Computer Science and Mathematics - Artificial Intelligence and Machine Learning

1. Introduction

Sepsis accounts for an estimated 11 million deaths globally each year and remains among the most common causes of ICU mortality [1]. What makes sepsis hard to manage is not diagnosis alone but time. Vital signs shift, laboratory results arrive hours apart, clinical notes accumulate, and medication orders change with each reassessment. Clinicians do not make a single assessment and stop—they iterate, revising differentials and adjusting treatment as the clinical picture clarifies or deteriorates. That iterative, state-dependent reasoning process is the defining feature of sepsis care.

1.1. Static Evaluation in a Dynamic Domain

Large language models (LLMs) have moved quickly into clinical decision support—diagnostic reasoning, treatment planning, patient summarization, even clinical process retrieval [2,3]. Scoping reviews confirm that agentic AI systems, meaning those capable of autonomous multistep action within clinical workflows, are proliferating, though the evidence base distinguishing computational promise from clinical validation remains thin [4,5,6]. Evaluation, however, has not kept up. The dominant paradigm measures isolated outputs at single time points: accuracy against expert benchmarks, AUROC for binary predictions, or scores on question-answering datasets such as MedQA and PubMedQA [7,8]. These metrics treat clinical reasoning as a one-shot classification problem.

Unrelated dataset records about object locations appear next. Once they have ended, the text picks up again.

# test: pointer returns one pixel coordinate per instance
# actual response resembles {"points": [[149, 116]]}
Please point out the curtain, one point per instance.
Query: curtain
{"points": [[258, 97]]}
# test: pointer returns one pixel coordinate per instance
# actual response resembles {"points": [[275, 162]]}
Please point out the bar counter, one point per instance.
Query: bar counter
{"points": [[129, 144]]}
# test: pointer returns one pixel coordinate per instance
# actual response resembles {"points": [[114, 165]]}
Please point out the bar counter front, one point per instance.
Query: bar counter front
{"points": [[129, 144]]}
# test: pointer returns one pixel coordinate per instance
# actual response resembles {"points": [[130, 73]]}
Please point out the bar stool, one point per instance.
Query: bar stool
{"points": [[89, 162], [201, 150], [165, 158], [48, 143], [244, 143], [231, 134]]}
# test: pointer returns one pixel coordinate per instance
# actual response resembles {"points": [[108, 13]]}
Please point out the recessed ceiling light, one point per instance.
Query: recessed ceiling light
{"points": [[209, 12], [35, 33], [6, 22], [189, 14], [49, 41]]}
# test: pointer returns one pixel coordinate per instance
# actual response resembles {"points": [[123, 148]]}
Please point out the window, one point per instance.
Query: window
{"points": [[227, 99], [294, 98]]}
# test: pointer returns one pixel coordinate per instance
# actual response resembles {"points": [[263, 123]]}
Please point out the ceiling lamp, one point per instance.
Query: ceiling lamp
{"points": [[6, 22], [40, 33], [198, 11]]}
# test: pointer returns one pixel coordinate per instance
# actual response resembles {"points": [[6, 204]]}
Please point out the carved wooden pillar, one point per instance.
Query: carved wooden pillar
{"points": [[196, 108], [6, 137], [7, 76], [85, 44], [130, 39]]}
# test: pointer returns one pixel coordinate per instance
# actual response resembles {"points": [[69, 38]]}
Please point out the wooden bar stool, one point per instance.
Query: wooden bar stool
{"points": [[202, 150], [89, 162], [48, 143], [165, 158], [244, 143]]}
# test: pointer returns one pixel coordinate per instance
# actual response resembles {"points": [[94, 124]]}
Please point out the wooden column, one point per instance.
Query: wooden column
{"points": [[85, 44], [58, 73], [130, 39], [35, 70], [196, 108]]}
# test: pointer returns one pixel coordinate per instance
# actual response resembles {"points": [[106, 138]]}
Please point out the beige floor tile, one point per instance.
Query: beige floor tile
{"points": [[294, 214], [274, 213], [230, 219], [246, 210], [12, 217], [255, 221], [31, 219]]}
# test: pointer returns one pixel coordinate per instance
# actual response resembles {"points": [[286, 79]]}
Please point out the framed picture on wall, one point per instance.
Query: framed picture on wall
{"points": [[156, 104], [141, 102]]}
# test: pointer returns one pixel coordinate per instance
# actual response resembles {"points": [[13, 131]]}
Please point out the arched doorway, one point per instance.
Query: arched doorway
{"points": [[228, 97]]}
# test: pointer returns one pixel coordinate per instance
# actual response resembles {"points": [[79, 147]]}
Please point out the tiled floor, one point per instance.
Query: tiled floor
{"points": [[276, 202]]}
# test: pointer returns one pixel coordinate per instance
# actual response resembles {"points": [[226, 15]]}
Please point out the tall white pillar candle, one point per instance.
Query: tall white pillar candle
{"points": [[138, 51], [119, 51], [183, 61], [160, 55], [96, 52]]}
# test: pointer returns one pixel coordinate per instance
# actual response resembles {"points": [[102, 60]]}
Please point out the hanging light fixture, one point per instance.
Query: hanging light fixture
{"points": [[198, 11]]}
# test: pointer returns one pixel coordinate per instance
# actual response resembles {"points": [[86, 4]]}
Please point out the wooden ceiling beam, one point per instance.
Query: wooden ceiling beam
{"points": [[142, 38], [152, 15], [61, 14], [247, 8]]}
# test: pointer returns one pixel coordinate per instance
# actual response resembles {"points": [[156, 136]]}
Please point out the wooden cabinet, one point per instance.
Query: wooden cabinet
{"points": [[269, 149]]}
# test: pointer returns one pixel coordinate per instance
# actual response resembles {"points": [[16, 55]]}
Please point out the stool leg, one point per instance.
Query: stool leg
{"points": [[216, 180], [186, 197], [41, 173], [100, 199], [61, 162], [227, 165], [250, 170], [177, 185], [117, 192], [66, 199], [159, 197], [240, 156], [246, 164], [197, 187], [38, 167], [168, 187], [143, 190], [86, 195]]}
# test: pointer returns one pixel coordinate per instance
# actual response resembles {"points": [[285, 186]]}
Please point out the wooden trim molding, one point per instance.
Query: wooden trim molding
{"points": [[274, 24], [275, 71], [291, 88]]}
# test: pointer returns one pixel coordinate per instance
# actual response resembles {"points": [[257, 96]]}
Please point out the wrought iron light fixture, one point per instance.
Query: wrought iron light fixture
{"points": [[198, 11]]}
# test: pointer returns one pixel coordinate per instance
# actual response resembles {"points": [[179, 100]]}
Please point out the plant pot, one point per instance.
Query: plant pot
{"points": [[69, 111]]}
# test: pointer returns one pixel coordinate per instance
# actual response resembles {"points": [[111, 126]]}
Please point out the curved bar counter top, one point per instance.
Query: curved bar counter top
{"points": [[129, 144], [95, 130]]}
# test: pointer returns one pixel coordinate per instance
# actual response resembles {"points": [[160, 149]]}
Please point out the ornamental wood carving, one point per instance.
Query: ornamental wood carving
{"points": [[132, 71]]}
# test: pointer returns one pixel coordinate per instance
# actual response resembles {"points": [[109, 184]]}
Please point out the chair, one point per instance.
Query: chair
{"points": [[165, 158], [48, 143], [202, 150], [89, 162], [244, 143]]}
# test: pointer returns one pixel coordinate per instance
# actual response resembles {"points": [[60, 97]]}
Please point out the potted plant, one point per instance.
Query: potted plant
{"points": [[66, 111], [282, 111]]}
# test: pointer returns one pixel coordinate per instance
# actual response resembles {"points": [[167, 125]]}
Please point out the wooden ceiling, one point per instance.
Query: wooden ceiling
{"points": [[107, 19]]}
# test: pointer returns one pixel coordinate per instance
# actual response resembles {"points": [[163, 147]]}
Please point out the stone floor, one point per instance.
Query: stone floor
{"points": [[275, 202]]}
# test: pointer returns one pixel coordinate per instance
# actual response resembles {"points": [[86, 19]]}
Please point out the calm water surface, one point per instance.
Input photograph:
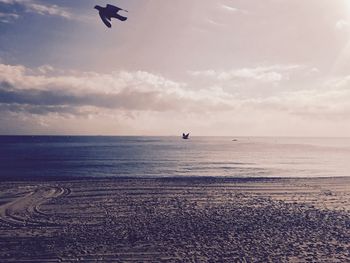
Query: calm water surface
{"points": [[25, 156]]}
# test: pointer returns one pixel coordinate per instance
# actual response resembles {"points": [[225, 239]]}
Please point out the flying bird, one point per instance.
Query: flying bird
{"points": [[109, 12], [185, 136]]}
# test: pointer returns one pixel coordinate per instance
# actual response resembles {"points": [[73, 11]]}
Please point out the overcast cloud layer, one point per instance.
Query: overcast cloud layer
{"points": [[278, 68]]}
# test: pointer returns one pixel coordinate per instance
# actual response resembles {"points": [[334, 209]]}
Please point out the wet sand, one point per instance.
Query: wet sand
{"points": [[175, 220]]}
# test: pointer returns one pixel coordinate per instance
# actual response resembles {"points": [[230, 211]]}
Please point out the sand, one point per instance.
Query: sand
{"points": [[175, 220]]}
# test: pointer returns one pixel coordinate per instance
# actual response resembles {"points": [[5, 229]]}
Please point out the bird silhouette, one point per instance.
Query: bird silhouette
{"points": [[109, 12], [185, 136]]}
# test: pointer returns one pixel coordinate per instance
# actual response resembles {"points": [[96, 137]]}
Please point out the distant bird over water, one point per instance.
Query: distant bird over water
{"points": [[109, 12], [185, 136]]}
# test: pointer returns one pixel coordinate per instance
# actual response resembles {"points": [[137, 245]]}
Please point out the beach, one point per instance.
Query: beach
{"points": [[175, 220]]}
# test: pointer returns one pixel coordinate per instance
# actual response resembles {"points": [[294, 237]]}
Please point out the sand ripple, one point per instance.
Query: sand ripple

That mismatch matters. A model can produce plausible individual outputs at each timestep while exhibiting divergent, contradictory, or unstable reasoning paths across repeated stochastic runs—and no evaluation that looks at only a single pass will catch it. The concern is not hypothetical. Deployed clinical AI systems will encounter the same patient data on multiple occasions (across shifts, clinicians, or system restarts), and if reasoning trajectories vary substantially without any change in input, the reliability of the system’s recommendations is undermined at a foundational level. This aligns with growing arguments that the transition from predictive tools to agentic systems opens governance gaps that existing trust frameworks were not designed to address [9,10].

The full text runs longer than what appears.